Added a recs_join function to join a single column of multiple record arrays

sameerd · sameerd · commit 2909ee310ca2 · 2009-09-11T20:58:27.000Z
svn path=/trunk/matplotlib/; revision=7746
diff --git a/lib/matplotlib/cbook.py b/lib/matplotlib/cbook.py
@@ -1626,6 +1626,47 @@ def quad2cubic(q0x, q0y, q1x, q1y, q2x, q2y):
     import matplotlib.mlab as mlab
     return mlab.quad2cubic(q0x, q0y, q1x, q1y, q2x, q2y)
 
+def align_iterators(func, *iterables):
+    """ 
+        This generator takes a bunch of iterables that are ordered by func
+        It sends out ordered tuples (func(row), [rows from all iterators matching func(row)])
+        
+        It is used by mlab.recs_join to join record arrays
+    """
+    class myiter:
+        def __init__(self, it):
+            self.it = it
+            self.key = self.value = None
+            self.iternext()
+
+        def iternext(self):
+            try:
+                self.value = self.it.next()

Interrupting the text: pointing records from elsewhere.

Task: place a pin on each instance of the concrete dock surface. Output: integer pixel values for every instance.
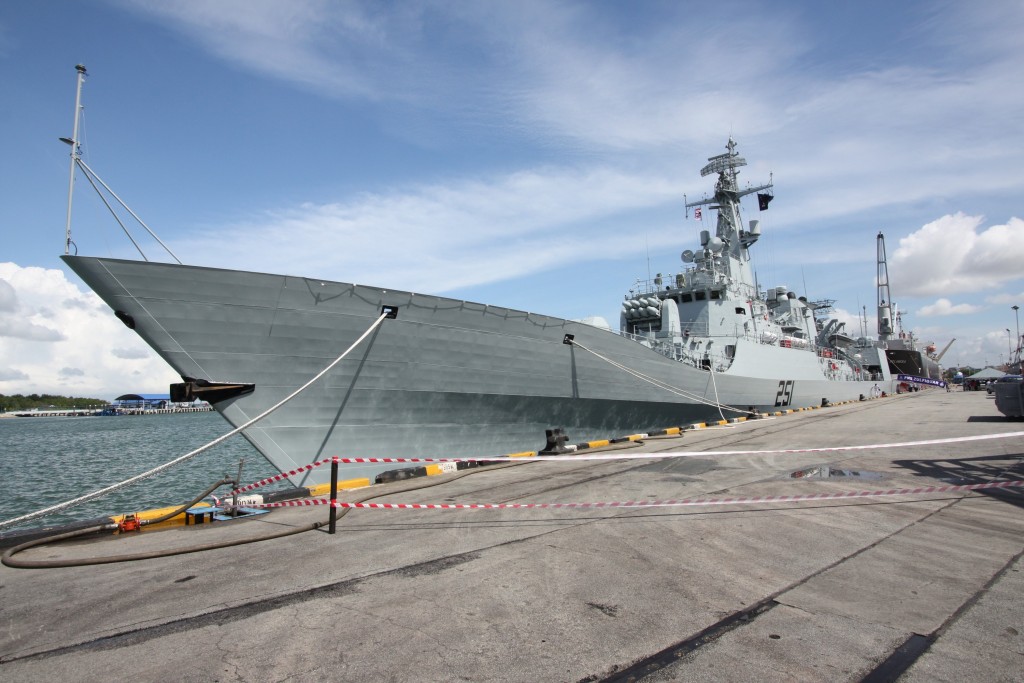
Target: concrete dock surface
(926, 587)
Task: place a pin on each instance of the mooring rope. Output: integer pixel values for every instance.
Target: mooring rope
(188, 456)
(663, 385)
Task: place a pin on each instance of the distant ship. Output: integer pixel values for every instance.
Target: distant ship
(442, 377)
(902, 349)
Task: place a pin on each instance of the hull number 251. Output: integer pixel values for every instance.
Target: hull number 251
(784, 394)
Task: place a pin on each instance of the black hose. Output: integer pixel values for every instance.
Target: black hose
(50, 564)
(8, 557)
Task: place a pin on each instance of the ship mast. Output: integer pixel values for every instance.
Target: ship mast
(885, 299)
(726, 200)
(75, 153)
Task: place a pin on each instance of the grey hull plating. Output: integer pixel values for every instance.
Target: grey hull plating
(444, 378)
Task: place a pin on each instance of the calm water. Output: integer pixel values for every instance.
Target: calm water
(50, 460)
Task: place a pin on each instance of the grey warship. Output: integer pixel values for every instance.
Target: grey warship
(442, 377)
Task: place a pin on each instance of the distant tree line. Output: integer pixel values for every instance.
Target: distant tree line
(46, 401)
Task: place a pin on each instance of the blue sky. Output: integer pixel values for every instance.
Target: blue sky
(532, 155)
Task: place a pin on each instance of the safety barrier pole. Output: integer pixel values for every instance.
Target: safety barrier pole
(333, 519)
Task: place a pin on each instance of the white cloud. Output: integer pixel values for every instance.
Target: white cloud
(78, 356)
(946, 307)
(8, 374)
(950, 256)
(439, 238)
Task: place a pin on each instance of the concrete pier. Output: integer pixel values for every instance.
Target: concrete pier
(911, 588)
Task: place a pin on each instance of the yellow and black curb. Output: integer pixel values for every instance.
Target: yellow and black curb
(433, 469)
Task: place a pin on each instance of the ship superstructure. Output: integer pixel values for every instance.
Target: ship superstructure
(440, 377)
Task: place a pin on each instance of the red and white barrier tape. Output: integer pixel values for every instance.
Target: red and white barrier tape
(648, 504)
(284, 475)
(616, 456)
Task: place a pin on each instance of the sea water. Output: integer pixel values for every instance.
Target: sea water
(46, 461)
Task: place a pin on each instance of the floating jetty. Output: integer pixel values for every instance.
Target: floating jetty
(777, 550)
(104, 412)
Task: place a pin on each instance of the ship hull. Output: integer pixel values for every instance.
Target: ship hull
(911, 361)
(444, 378)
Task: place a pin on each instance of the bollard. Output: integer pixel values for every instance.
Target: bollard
(333, 519)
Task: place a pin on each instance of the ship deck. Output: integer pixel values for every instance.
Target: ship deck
(832, 590)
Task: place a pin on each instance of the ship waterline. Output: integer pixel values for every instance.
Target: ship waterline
(443, 378)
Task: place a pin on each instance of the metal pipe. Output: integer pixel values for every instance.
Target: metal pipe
(74, 154)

+                self.key = func(self.value)
+            except StopIteration:
+                self.value = self.key = None
+
+        def __call__(self, key):
+            retval = None
+            if key == self.key:
+                retval = self.value
+                self.iternext()
+            elif self.key and key > self.key:
+                raise ValueError, "Iterator has been left behind"
+            return retval
+
+    # This can be made more efficient by not computing the minimum key for each iteration
+    iters = [myiter(it) for it in iterables]
+    minvals = minkey = True
+    while 1:
+        minvals = (filter(None, [it.key for it in iters]))
+        if minvals:
+            minkey = min(minvals)
+            yield (minkey, [it(minkey) for it in iters])
+        else:
+            break
+
+
 
 if __name__=='__main__':
     assert( allequal([1,1,1]) )
diff --git a/lib/matplotlib/mlab.py b/lib/matplotlib/mlab.py
@@ -91,6 +91,9 @@
 :meth:`rec_join`
     join two record arrays on sequence of fields
 
+:meth:`recs_join`
+    a simple join of multiple recarrays using a single column as a key
+
 :meth:`rec_groupby`
     summarize data by groups (similar to SQL GROUP BY)
 
@@ -139,7 +142,7 @@
 """
 
 from __future__ import division
-import csv, warnings, copy, os
+import csv, warnings, copy, os, operator
 
 import numpy as np
 ma = np.ma
@@ -1880,6 +1883,28 @@ def mapped_r2field(name):
 
     return newrec
 
+def recs_join(key, name, recs,missing=0.):
+    """ 
+    *key* is the column name that acts as a key
+    *name* is the name that we want to join
+    *missing" is what the missing fields are replaced by
+    *recarrays* is a list of record arrays to join
+
+    returns a record array with columns [rowkey, name1, name2, ... namen]
+
+    >>> r = recs_join("date", "close", recs=[r0, r1], missing=0.)
+
+    """
+    results = []
+    def extract(r):
+        if r is None: return missing
+        else: return r[name]
+
+    for rowkey, row in cbook.align_iterators(operator.attrgetter(key), *[iter(r) for r in recs]):
+        results.append([rowkey] + map(extract, row))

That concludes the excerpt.